What do I notice about this chart?

There’s a line connecting 15 and 32.

There’s a line connecting 5, 2, 16 and 3.

I wonder what they have in common?

(Try adding them…

Try multiplying…?

Ah! They both have a product of 480!

I wonder if I can find any other strings with a product of 480.
Guided Instruction
Teacher: answering questions, prompts, cues and direct explanations Conducted in small, purposeful, groups. Ideal time for differentiated engagement between teacher and student.

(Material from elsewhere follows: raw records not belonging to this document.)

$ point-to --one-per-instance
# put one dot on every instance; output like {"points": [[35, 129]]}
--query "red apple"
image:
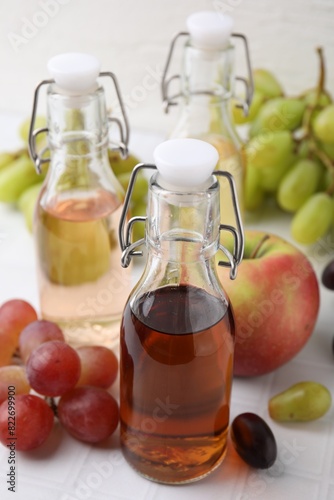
{"points": [[275, 299]]}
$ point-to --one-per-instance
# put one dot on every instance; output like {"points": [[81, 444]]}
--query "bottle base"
{"points": [[86, 332], [181, 461], [180, 481]]}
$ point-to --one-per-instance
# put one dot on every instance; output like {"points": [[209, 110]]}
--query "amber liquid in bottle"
{"points": [[175, 353], [82, 286]]}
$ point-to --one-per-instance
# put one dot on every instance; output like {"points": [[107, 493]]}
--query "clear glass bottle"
{"points": [[177, 332], [81, 285], [206, 87]]}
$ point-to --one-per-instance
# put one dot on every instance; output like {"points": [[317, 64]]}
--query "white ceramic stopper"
{"points": [[210, 30], [185, 163], [74, 71]]}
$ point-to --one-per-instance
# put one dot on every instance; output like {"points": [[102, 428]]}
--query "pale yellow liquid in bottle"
{"points": [[82, 284]]}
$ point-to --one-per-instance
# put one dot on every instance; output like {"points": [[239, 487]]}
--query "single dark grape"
{"points": [[254, 440]]}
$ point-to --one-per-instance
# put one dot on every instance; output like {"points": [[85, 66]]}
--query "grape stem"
{"points": [[53, 405], [258, 247], [319, 90]]}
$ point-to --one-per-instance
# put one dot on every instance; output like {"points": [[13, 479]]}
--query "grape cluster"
{"points": [[74, 382], [21, 185], [290, 153]]}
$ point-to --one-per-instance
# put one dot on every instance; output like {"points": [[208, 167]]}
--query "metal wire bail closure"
{"points": [[238, 233], [124, 129], [166, 81], [125, 231]]}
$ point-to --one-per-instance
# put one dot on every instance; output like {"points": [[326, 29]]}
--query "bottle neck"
{"points": [[207, 83], [207, 76], [182, 238], [78, 125], [78, 143]]}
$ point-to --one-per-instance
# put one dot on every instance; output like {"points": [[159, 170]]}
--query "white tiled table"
{"points": [[65, 469]]}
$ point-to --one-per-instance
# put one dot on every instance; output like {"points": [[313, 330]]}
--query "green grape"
{"points": [[313, 219], [323, 125], [328, 149], [16, 178], [27, 203], [301, 402], [40, 122], [272, 154], [266, 83], [6, 159], [298, 184], [278, 114], [327, 179], [238, 115], [254, 194], [304, 149]]}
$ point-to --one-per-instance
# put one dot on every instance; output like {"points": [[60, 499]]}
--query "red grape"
{"points": [[13, 376], [99, 366], [89, 414], [35, 334], [53, 368], [33, 422], [254, 440], [15, 314]]}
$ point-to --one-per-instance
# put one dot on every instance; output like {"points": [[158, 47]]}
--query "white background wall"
{"points": [[131, 38]]}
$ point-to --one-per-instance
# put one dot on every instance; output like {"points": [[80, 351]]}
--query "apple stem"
{"points": [[256, 250]]}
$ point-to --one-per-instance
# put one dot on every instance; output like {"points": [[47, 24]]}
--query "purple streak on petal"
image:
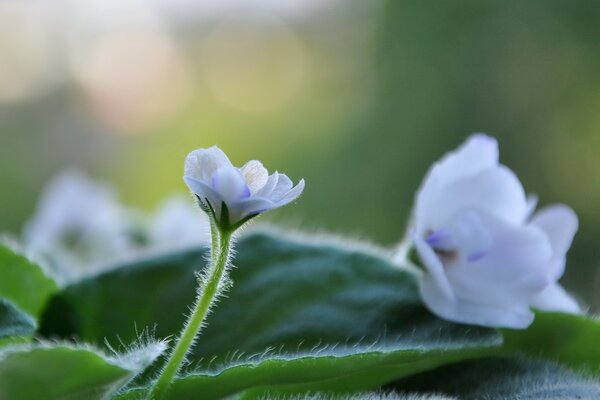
{"points": [[476, 256], [437, 238]]}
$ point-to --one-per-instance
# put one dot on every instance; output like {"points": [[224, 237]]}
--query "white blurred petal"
{"points": [[517, 317], [514, 269], [230, 184], [283, 186], [560, 223], [202, 163], [292, 194], [434, 267], [555, 298], [496, 190], [477, 154], [255, 174]]}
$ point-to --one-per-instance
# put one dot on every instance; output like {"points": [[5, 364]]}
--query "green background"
{"points": [[386, 89]]}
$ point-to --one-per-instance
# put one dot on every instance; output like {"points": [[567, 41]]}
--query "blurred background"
{"points": [[359, 98]]}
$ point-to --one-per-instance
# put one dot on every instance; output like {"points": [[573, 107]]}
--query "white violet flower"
{"points": [[79, 226], [486, 261], [178, 224], [234, 195]]}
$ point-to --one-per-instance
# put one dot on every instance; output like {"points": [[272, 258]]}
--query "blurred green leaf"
{"points": [[503, 378], [300, 314], [14, 322], [24, 283], [58, 372], [570, 339]]}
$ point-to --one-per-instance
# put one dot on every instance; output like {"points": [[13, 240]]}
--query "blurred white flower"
{"points": [[179, 224], [233, 194], [486, 262], [79, 227]]}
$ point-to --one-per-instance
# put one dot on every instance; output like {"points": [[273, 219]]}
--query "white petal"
{"points": [[477, 154], [555, 298], [434, 267], [560, 223], [468, 236], [292, 194], [283, 186], [513, 270], [251, 206], [202, 163], [496, 190], [230, 184], [267, 189], [517, 317], [255, 174]]}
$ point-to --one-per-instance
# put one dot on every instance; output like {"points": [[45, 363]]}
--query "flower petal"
{"points": [[496, 190], [202, 163], [255, 175], [517, 317], [477, 154], [560, 223], [555, 298], [230, 184], [267, 189], [205, 192], [434, 266], [283, 186], [513, 270]]}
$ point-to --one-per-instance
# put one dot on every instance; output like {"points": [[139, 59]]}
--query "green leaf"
{"points": [[573, 340], [304, 315], [14, 322], [503, 378], [60, 372], [23, 282]]}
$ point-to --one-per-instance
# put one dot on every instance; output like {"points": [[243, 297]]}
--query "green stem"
{"points": [[203, 303]]}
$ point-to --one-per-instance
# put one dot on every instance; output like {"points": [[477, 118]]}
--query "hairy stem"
{"points": [[206, 297]]}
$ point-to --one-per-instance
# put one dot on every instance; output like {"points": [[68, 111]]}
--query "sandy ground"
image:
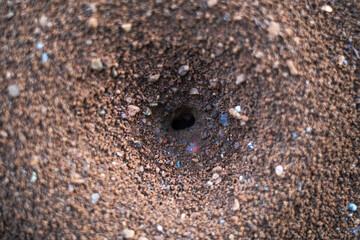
{"points": [[90, 93]]}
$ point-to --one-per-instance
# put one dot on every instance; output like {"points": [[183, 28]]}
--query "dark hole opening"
{"points": [[183, 120]]}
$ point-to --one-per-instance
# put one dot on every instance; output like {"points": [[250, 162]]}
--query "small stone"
{"points": [[96, 64], [44, 57], [133, 110], [212, 3], [102, 112], [126, 27], [35, 161], [128, 233], [159, 228], [215, 176], [39, 45], [3, 134], [14, 91], [240, 79], [33, 177], [94, 197], [326, 8], [279, 170], [237, 115], [224, 120], [43, 21], [194, 91], [183, 70], [213, 82], [236, 205], [147, 112], [93, 22], [352, 207], [154, 78], [274, 30], [292, 67]]}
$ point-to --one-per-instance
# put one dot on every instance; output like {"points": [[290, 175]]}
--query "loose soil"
{"points": [[71, 137]]}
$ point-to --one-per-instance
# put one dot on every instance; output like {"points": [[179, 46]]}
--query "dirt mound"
{"points": [[179, 119]]}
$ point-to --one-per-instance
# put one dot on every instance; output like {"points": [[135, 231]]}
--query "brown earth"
{"points": [[78, 163]]}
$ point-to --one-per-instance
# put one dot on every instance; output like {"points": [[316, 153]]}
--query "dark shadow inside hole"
{"points": [[183, 120]]}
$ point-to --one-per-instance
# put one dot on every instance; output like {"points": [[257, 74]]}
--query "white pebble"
{"points": [[279, 170], [240, 79], [95, 197], [33, 177], [194, 91], [159, 228], [128, 233], [14, 91]]}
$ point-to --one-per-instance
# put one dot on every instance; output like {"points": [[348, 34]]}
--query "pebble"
{"points": [[274, 30], [147, 112], [236, 205], [292, 67], [224, 120], [102, 112], [238, 108], [133, 110], [126, 27], [44, 57], [43, 21], [93, 22], [128, 233], [194, 91], [96, 64], [33, 177], [13, 91], [279, 170], [240, 79], [94, 197], [326, 8], [153, 78], [159, 228], [352, 207], [39, 45], [237, 115], [212, 3], [183, 70]]}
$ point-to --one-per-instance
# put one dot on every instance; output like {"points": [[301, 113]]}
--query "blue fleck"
{"points": [[224, 120], [39, 45], [190, 147], [44, 57], [352, 207]]}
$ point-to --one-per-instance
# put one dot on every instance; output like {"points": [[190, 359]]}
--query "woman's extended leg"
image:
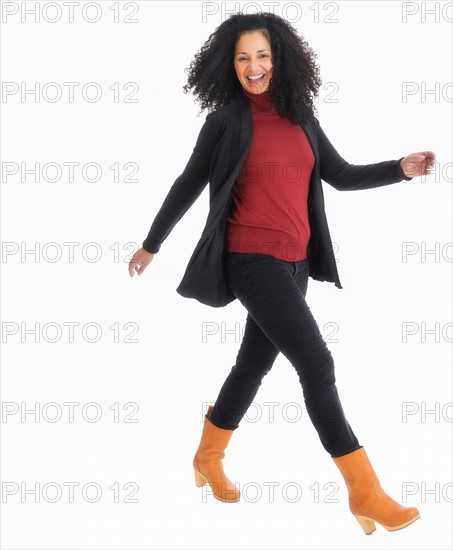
{"points": [[254, 360], [268, 289]]}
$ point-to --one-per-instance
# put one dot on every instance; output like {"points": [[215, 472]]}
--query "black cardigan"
{"points": [[221, 148]]}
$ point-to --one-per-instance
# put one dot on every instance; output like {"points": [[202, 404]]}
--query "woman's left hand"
{"points": [[418, 164]]}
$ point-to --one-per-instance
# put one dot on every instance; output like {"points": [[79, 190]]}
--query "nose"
{"points": [[254, 67]]}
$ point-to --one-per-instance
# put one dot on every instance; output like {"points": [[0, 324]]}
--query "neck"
{"points": [[260, 102]]}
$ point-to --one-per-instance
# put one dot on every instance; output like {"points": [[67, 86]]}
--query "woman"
{"points": [[264, 154]]}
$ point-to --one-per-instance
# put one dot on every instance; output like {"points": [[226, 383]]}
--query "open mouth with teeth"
{"points": [[255, 78]]}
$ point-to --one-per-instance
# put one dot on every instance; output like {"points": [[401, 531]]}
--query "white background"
{"points": [[171, 370]]}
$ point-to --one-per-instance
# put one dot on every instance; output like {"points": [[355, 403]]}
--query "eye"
{"points": [[261, 55]]}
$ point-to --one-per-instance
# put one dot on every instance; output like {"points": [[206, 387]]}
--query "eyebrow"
{"points": [[258, 51]]}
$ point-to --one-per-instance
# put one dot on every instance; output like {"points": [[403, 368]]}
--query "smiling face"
{"points": [[253, 58]]}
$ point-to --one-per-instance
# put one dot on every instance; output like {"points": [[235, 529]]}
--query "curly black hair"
{"points": [[295, 77]]}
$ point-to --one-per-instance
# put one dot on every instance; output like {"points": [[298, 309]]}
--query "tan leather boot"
{"points": [[207, 461], [367, 500]]}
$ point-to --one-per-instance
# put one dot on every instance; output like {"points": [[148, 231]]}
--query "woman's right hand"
{"points": [[139, 261]]}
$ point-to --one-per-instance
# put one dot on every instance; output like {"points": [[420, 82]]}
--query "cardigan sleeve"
{"points": [[344, 176], [187, 187]]}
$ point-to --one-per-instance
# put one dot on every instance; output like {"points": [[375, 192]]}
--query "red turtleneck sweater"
{"points": [[269, 213]]}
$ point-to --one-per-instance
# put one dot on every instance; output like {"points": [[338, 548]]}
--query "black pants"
{"points": [[279, 320]]}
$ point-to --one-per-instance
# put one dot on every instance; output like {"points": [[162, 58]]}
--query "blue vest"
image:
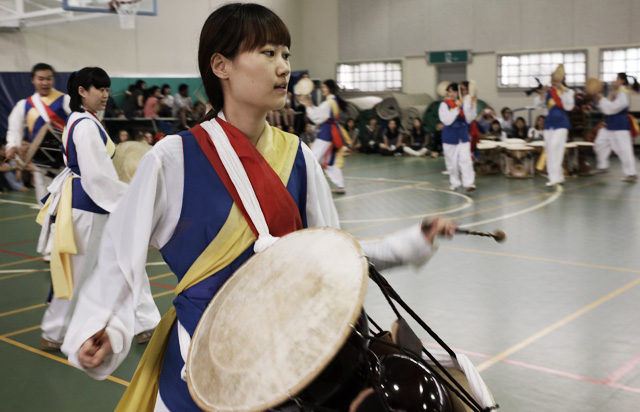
{"points": [[81, 199], [206, 204]]}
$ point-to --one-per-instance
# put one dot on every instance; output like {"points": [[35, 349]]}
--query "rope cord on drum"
{"points": [[389, 294]]}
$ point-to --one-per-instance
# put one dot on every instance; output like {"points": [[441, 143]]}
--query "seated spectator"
{"points": [[182, 106], [123, 135], [391, 140], [520, 129], [435, 142], [535, 133], [10, 174], [496, 132], [417, 140], [506, 123], [371, 137], [309, 134], [354, 134], [154, 103]]}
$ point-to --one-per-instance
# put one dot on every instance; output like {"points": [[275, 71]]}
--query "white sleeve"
{"points": [[321, 211], [65, 104], [147, 215], [447, 117], [609, 107], [568, 100], [319, 114], [16, 125], [470, 109], [99, 177]]}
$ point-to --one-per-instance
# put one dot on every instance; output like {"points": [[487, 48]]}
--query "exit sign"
{"points": [[445, 57]]}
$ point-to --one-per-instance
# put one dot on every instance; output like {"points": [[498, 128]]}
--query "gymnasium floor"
{"points": [[548, 317]]}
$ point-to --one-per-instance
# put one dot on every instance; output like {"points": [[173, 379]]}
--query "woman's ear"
{"points": [[220, 66]]}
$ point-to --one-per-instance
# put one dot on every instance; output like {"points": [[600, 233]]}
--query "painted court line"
{"points": [[544, 332]]}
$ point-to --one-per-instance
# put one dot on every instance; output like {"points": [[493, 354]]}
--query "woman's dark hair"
{"points": [[625, 79], [233, 29], [87, 77], [334, 89]]}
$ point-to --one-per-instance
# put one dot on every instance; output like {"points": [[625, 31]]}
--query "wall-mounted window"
{"points": [[614, 61], [370, 76], [519, 70]]}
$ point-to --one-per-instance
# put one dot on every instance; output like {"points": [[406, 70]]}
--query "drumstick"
{"points": [[498, 235]]}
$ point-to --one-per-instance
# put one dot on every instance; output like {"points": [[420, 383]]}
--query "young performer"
{"points": [[191, 202], [330, 139], [46, 106], [618, 130], [81, 198], [456, 115], [558, 100]]}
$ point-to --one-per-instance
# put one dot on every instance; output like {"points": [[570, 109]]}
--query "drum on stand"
{"points": [[518, 161], [585, 149], [488, 161], [570, 160]]}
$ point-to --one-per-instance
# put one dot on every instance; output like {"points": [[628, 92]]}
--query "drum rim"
{"points": [[306, 380]]}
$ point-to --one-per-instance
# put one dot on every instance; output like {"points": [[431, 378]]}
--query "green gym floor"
{"points": [[548, 316]]}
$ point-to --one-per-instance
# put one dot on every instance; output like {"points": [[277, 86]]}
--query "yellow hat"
{"points": [[558, 74]]}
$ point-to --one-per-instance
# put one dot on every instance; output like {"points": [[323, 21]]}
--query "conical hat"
{"points": [[593, 85], [558, 74], [127, 158], [441, 89]]}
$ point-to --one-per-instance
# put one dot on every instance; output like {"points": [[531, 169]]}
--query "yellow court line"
{"points": [[21, 331], [55, 358], [22, 310], [18, 217], [22, 274], [564, 262], [19, 262], [536, 336]]}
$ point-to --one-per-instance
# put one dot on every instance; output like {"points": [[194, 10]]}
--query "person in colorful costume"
{"points": [[617, 135], [46, 105], [79, 203], [332, 137], [208, 199], [457, 115], [557, 100]]}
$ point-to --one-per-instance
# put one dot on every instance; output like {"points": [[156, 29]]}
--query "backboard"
{"points": [[147, 7]]}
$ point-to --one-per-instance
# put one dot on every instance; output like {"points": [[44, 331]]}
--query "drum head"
{"points": [[277, 322]]}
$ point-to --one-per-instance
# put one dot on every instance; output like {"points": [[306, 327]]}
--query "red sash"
{"points": [[453, 105], [554, 95], [279, 209], [54, 119]]}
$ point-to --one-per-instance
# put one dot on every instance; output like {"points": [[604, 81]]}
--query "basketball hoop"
{"points": [[127, 11]]}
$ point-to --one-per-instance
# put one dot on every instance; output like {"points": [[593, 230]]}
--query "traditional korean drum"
{"points": [[488, 160], [518, 161]]}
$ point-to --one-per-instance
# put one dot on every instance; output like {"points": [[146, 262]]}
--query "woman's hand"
{"points": [[94, 350], [439, 226]]}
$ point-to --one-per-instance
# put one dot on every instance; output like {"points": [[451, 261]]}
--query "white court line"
{"points": [[552, 198], [467, 204], [15, 202]]}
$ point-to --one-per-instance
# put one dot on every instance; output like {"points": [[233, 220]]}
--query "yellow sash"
{"points": [[64, 241], [279, 149]]}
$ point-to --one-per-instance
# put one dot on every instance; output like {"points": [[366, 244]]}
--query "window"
{"points": [[520, 70], [370, 76], [614, 61]]}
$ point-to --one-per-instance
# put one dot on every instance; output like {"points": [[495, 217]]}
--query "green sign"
{"points": [[454, 56]]}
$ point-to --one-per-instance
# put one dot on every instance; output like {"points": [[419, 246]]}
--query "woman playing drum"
{"points": [[185, 202]]}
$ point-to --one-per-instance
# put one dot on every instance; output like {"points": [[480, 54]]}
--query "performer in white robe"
{"points": [[80, 201]]}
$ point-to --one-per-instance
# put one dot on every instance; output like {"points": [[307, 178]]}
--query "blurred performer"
{"points": [[46, 105], [80, 200], [330, 139], [456, 115], [618, 131], [558, 100]]}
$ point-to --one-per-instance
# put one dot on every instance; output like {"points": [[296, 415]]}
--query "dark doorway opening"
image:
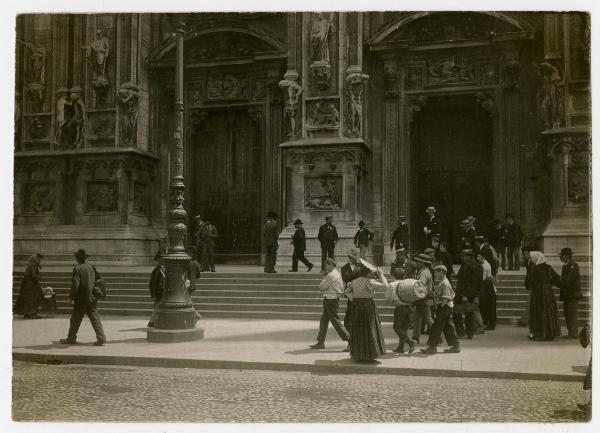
{"points": [[227, 182], [451, 166]]}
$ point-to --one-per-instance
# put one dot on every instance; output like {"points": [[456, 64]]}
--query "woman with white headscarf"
{"points": [[543, 323]]}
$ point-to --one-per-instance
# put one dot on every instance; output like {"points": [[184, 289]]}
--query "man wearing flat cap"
{"points": [[299, 243], [400, 236], [271, 242], [328, 238], [432, 225], [570, 291], [468, 290], [423, 313], [84, 296]]}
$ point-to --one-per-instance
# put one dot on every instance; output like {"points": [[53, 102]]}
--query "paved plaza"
{"points": [[139, 394], [283, 345]]}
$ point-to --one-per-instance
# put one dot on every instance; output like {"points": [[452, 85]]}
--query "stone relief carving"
{"points": [[415, 105], [128, 99], [487, 102], [325, 114], [227, 87], [355, 80], [39, 197], [450, 70], [323, 192], [140, 198], [36, 128], [97, 54], [71, 110], [390, 71], [511, 74], [101, 197], [293, 92], [36, 71], [550, 96], [413, 78]]}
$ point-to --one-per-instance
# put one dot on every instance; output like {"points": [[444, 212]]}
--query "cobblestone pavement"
{"points": [[99, 393]]}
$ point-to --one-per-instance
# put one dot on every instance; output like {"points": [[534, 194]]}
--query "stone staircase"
{"points": [[260, 296]]}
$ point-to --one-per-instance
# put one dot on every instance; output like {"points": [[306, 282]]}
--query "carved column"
{"points": [[176, 319]]}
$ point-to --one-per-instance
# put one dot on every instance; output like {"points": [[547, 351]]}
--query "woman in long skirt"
{"points": [[543, 322], [30, 294], [366, 339]]}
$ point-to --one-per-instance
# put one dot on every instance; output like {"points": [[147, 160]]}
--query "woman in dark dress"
{"points": [[366, 338], [30, 294], [543, 323]]}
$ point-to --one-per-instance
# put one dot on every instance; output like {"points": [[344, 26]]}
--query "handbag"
{"points": [[99, 290]]}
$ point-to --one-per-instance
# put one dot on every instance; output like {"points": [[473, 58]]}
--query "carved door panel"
{"points": [[452, 145], [227, 169]]}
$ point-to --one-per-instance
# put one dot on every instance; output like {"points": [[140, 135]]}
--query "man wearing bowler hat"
{"points": [[570, 291], [423, 313], [328, 238], [270, 239], [432, 225], [84, 297], [299, 243]]}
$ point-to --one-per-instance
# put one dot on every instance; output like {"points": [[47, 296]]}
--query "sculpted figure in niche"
{"points": [[550, 98], [320, 26], [128, 98], [73, 127], [97, 54], [293, 92], [62, 100]]}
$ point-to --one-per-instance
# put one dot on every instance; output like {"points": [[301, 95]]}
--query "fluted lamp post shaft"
{"points": [[176, 316]]}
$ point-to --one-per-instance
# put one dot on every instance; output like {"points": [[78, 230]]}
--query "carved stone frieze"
{"points": [[101, 197], [323, 192], [324, 114], [450, 70], [222, 87]]}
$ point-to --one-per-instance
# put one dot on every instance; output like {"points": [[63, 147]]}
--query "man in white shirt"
{"points": [[331, 287]]}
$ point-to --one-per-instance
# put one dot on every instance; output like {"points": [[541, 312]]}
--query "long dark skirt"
{"points": [[30, 297], [366, 339], [543, 321]]}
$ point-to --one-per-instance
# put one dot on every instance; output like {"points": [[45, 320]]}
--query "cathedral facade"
{"points": [[361, 116]]}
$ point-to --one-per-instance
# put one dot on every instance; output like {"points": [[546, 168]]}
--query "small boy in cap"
{"points": [[570, 291], [443, 296]]}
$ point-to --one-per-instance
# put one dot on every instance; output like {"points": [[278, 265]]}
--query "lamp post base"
{"points": [[174, 335]]}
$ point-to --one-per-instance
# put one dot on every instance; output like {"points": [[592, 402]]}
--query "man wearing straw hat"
{"points": [[84, 297]]}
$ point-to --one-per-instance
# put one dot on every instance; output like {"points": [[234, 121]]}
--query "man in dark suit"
{"points": [[468, 291], [482, 246], [299, 242], [432, 225], [400, 236], [209, 238], [84, 299], [350, 272], [156, 285], [271, 242], [328, 238], [362, 239], [570, 291], [514, 237]]}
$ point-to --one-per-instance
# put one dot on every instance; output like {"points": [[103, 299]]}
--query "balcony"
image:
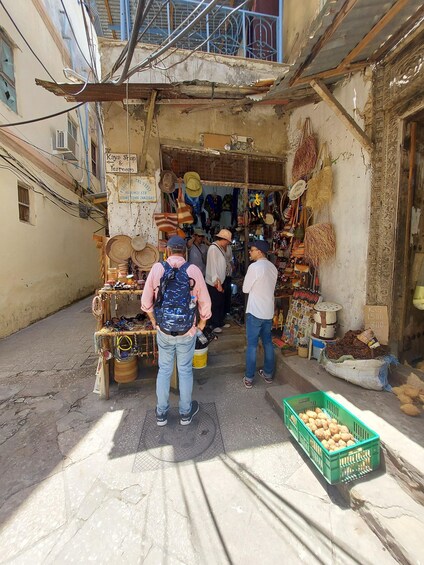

Use “Enabling prompts” from “Participating in the Inquiry” here: https://drive.google.com/drive/folders/1BgqPMiuACNxicbFTVFf67mt_v_e4Iona
Collaborative Learning
(Meaningful collaborative group work)
Students to work in groups of 3 finding factor strings.
Once all groups have found at least two strings, begin asking students to record ones found on the whiteboard.
Thinking aloud
 When this gets messy and hard to find, pause the class.
 Discuss how we can structure our data better:
 perhaps by length, and ascending order of factor.
 Model good mathematical thinking with “I wonder…” statements:
 I wonder what the shortest string is?
 I wonder what the longest string is?
 How will we know?
 I wonder how many strings there are?
Independent Learning
(Teacher’s role: feedback)
Students move on to individual work. Students can be extended with the prompts:
 What are all the factor pairs for 480? What are all the factors strings that have 3 factors? How do you know you have found them all? What about factor strings that are 4, 5 or 6 numbers long?
Wrap up

When we have found the longest string, how do we know?

What’s true about these factors.

Introduce the idea of the fundamental theorem of arithmetic (in appropriate language):
Any positive integer can be uniquely expressed as the product of primes.
Watch the video
Consolidation
Create Frayer Models of the vocabulary.